Administração pública
Ao chegar ao governo do Estado em 1951 apoiado numa coligação de partidos ampla, que incluía o PR (Partido Republicano) e a UDN, Munhoz da Rocha estava disposto a colocar em prática o slogan de campanha, dignificando a função pública. Rebelo afirma que como governador pôs em prática uma austeridade fiscal, absolutamente avesso à populismo e demagogia. "Detestava promessas em palanque. Em 1946, quando perdeu as eleições para Moysés Lupion, não fez promessas. Na eleição que ganhou em 1950 também não", conta.
Como conservador progressista, afirma o biógrafo, em 1954 Munhoz da Rocha criou a Copel. "Ele dizia que empresas particulares jamais iam investir em energia elétrica e, se investissem, só iriam fazer isso onde havia pessoas de maior poder aquisitivo".
Rebelo conta que nesse mesmo ano, o presidente Café Filho de quem Bento Munhoz era muito amigo, o convida para ser Ministro da Agricultura. Bento Munhoz desliga-se então do seu mandato de governador e aceita o convite para o ministério. Segundo o biógrafo, Café Filho queria que Bento Munhoz integrasse uma chapa para a presidência da república, possivelmente como vice-presidente, mas isso foi mal-sucedido, por uma oposição articulada por Carlos Lacerda.

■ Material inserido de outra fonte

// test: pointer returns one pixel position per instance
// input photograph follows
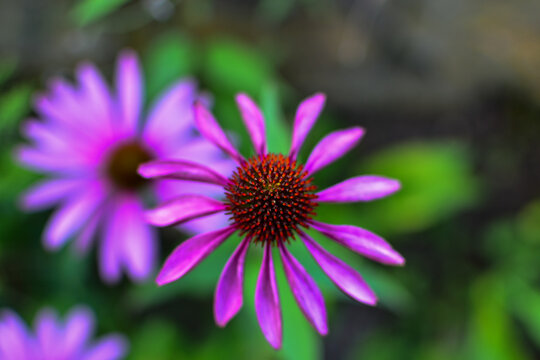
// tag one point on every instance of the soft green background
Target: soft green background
(449, 92)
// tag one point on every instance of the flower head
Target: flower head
(57, 340)
(271, 199)
(89, 142)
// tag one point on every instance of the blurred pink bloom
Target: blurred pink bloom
(270, 199)
(89, 141)
(56, 340)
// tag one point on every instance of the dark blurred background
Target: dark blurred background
(449, 92)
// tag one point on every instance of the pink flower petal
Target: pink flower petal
(96, 93)
(50, 192)
(171, 117)
(332, 147)
(267, 304)
(129, 90)
(229, 292)
(112, 347)
(305, 291)
(361, 241)
(254, 121)
(210, 129)
(306, 115)
(183, 208)
(360, 188)
(190, 253)
(345, 277)
(181, 170)
(71, 217)
(137, 239)
(15, 342)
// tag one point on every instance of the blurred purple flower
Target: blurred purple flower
(269, 199)
(89, 142)
(54, 340)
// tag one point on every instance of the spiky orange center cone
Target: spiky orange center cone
(269, 197)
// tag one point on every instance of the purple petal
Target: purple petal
(183, 208)
(129, 89)
(305, 291)
(361, 188)
(267, 301)
(254, 121)
(15, 342)
(96, 93)
(306, 115)
(210, 129)
(137, 239)
(71, 217)
(345, 277)
(190, 253)
(171, 118)
(109, 249)
(332, 147)
(181, 170)
(361, 241)
(88, 232)
(77, 331)
(229, 297)
(49, 192)
(112, 347)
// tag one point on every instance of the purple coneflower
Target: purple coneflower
(57, 340)
(89, 142)
(270, 199)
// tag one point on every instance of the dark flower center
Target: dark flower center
(123, 163)
(269, 197)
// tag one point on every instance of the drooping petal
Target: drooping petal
(15, 342)
(267, 301)
(305, 291)
(210, 129)
(254, 121)
(137, 239)
(172, 116)
(228, 298)
(181, 170)
(129, 90)
(190, 253)
(360, 188)
(72, 215)
(332, 147)
(109, 251)
(345, 277)
(183, 208)
(77, 331)
(49, 192)
(361, 241)
(306, 115)
(112, 347)
(96, 93)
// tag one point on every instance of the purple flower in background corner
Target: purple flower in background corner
(90, 141)
(270, 198)
(56, 340)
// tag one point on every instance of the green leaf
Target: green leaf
(89, 11)
(234, 67)
(170, 57)
(491, 335)
(278, 134)
(14, 105)
(437, 182)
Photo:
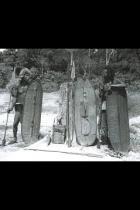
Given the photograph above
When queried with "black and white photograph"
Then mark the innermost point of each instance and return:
(70, 105)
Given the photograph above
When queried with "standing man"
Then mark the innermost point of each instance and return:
(18, 93)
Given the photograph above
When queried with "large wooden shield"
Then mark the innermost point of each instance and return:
(32, 113)
(85, 113)
(117, 118)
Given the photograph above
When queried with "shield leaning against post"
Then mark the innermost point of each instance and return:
(32, 113)
(118, 119)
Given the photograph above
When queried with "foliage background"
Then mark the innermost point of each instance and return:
(54, 65)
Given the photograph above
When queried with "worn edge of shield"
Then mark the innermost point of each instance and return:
(23, 138)
(76, 130)
(119, 145)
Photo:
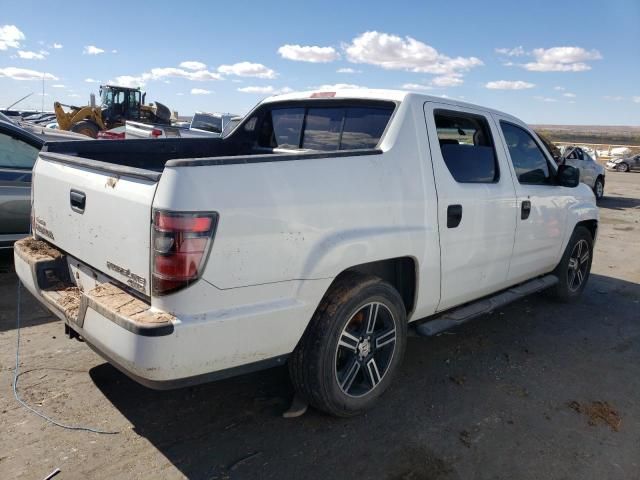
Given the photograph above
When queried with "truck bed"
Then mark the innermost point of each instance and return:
(154, 155)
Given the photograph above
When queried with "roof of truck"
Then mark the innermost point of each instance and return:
(379, 94)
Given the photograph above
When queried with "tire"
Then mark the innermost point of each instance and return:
(598, 188)
(573, 277)
(86, 127)
(342, 365)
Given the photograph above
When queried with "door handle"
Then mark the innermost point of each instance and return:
(525, 211)
(454, 215)
(78, 201)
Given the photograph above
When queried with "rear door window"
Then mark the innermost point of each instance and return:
(528, 159)
(287, 127)
(467, 146)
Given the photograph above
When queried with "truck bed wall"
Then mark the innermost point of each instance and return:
(150, 154)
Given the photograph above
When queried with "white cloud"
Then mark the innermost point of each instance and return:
(92, 50)
(545, 99)
(338, 86)
(27, 55)
(452, 80)
(511, 52)
(200, 91)
(25, 74)
(416, 86)
(199, 75)
(267, 90)
(10, 37)
(392, 52)
(509, 85)
(312, 54)
(247, 69)
(562, 59)
(128, 81)
(162, 73)
(193, 65)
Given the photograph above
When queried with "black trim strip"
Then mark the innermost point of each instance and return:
(274, 157)
(105, 167)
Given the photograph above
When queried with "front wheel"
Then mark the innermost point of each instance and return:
(574, 268)
(352, 347)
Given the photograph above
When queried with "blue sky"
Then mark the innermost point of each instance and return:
(566, 62)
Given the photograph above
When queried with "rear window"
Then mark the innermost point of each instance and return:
(325, 128)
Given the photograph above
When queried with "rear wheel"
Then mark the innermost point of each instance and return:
(574, 268)
(86, 127)
(598, 188)
(352, 347)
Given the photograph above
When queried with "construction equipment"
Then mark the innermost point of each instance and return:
(118, 104)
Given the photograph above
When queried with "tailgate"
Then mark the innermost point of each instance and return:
(97, 212)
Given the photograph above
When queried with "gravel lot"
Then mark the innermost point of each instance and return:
(507, 396)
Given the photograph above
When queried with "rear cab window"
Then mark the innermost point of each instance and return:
(332, 126)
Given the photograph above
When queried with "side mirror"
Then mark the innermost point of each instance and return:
(568, 176)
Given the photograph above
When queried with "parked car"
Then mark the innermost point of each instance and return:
(591, 172)
(320, 230)
(19, 149)
(624, 164)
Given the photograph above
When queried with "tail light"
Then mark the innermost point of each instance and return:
(181, 243)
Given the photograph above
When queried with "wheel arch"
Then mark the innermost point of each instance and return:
(400, 272)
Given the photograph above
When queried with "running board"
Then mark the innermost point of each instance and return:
(460, 315)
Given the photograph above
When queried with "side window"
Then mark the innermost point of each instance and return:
(467, 146)
(16, 153)
(282, 129)
(363, 127)
(322, 129)
(528, 159)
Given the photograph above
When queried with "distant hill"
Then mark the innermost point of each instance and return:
(617, 135)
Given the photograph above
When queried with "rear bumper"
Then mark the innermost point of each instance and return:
(154, 348)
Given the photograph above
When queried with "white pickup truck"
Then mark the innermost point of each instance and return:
(320, 231)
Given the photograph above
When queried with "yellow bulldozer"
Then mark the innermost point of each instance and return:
(118, 104)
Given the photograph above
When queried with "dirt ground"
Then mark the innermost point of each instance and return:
(537, 390)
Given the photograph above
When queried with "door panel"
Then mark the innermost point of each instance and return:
(476, 220)
(539, 236)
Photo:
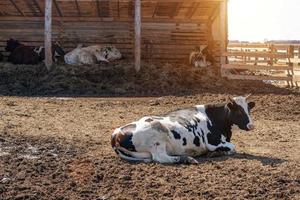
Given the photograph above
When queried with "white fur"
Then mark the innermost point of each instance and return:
(92, 54)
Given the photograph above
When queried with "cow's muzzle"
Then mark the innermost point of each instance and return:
(250, 127)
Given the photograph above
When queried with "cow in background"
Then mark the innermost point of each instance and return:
(200, 57)
(92, 54)
(29, 55)
(57, 52)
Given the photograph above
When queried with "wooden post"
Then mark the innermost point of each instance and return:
(137, 29)
(223, 33)
(48, 34)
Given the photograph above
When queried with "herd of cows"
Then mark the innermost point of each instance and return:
(30, 55)
(181, 135)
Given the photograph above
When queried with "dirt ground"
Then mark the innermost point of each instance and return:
(59, 147)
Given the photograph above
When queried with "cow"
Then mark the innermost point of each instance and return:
(181, 135)
(29, 55)
(92, 54)
(57, 52)
(200, 57)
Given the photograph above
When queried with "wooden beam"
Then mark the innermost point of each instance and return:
(192, 10)
(78, 8)
(38, 6)
(223, 31)
(155, 10)
(48, 34)
(107, 19)
(176, 9)
(16, 7)
(57, 8)
(98, 8)
(137, 29)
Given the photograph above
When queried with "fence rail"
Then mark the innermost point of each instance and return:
(262, 61)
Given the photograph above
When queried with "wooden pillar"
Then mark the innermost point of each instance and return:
(223, 32)
(137, 30)
(48, 34)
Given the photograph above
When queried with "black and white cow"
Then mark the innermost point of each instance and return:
(181, 135)
(29, 55)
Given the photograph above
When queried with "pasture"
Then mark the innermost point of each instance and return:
(57, 146)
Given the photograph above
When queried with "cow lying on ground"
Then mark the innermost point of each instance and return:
(200, 57)
(181, 135)
(92, 54)
(29, 55)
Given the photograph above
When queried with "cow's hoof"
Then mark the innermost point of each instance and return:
(188, 160)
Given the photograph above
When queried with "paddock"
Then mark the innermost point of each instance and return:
(56, 120)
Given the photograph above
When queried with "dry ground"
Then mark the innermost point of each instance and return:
(59, 148)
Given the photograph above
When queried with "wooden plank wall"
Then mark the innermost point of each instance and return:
(170, 31)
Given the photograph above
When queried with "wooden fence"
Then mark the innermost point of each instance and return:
(279, 63)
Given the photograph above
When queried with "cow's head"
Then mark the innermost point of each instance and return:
(239, 112)
(11, 45)
(198, 57)
(108, 53)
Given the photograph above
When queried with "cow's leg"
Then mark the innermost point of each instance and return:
(159, 154)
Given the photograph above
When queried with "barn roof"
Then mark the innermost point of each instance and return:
(121, 10)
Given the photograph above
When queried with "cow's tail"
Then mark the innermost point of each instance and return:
(126, 154)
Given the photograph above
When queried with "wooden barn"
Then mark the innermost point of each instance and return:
(156, 30)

Bento Munhoz foi ainda deputado federal em 1958. No final da década de sessenta, conforme diz seu biógrafo, foi ficando longe das urnas, perto da unanimidade. Veio a falecer em 12 de novembro de 1978, por problemas respiratórios.
Bento construiu o Centro Cívico e o Guaíra
Na biblioteca pública acontecerão atos comemorativos no dia seis, quando haverá, às 18h, o lançamento dos livros "Bento Munhoz, história de uma inteligência", do escritor Paulo Amador e "Bento Munhoz da Rocha, um intelectual na correnteza política", de Vanderlei Rebelo. O deputado Rafael Greca, autor da apresentação do livro Rebelo, recorda que Bento Munhoz foi o governador durante o centenário do Paraná, e enfrentou dificuldades econômicas provocadas por uma forte geada. "Mesmo assim levou a bom termo a construção do Centro Cívico de Curitiba, da Biblioteca Pública do Paraná, do Teatro Guaíra e de 100 postos de puericultura, na capital e no interior", diz ele.
Greca recorda que Bento Munhoz trouxe para o Paraná a moderna imigração, como o caso dos holandeses em Castro, dos alemães em Entre-Rios, russos em Witmarsum, menonitas no Boqueirão. "Sabia que, para sermos modernos, precisávamos aprender a ser eternos", diz Greca. Além disso, Bento também pregou e incentivou a preservação da nossa memória. O deputado chega a comparar a obra sociológica do ex-governador à de Wilson Martins e Gilberto Freire.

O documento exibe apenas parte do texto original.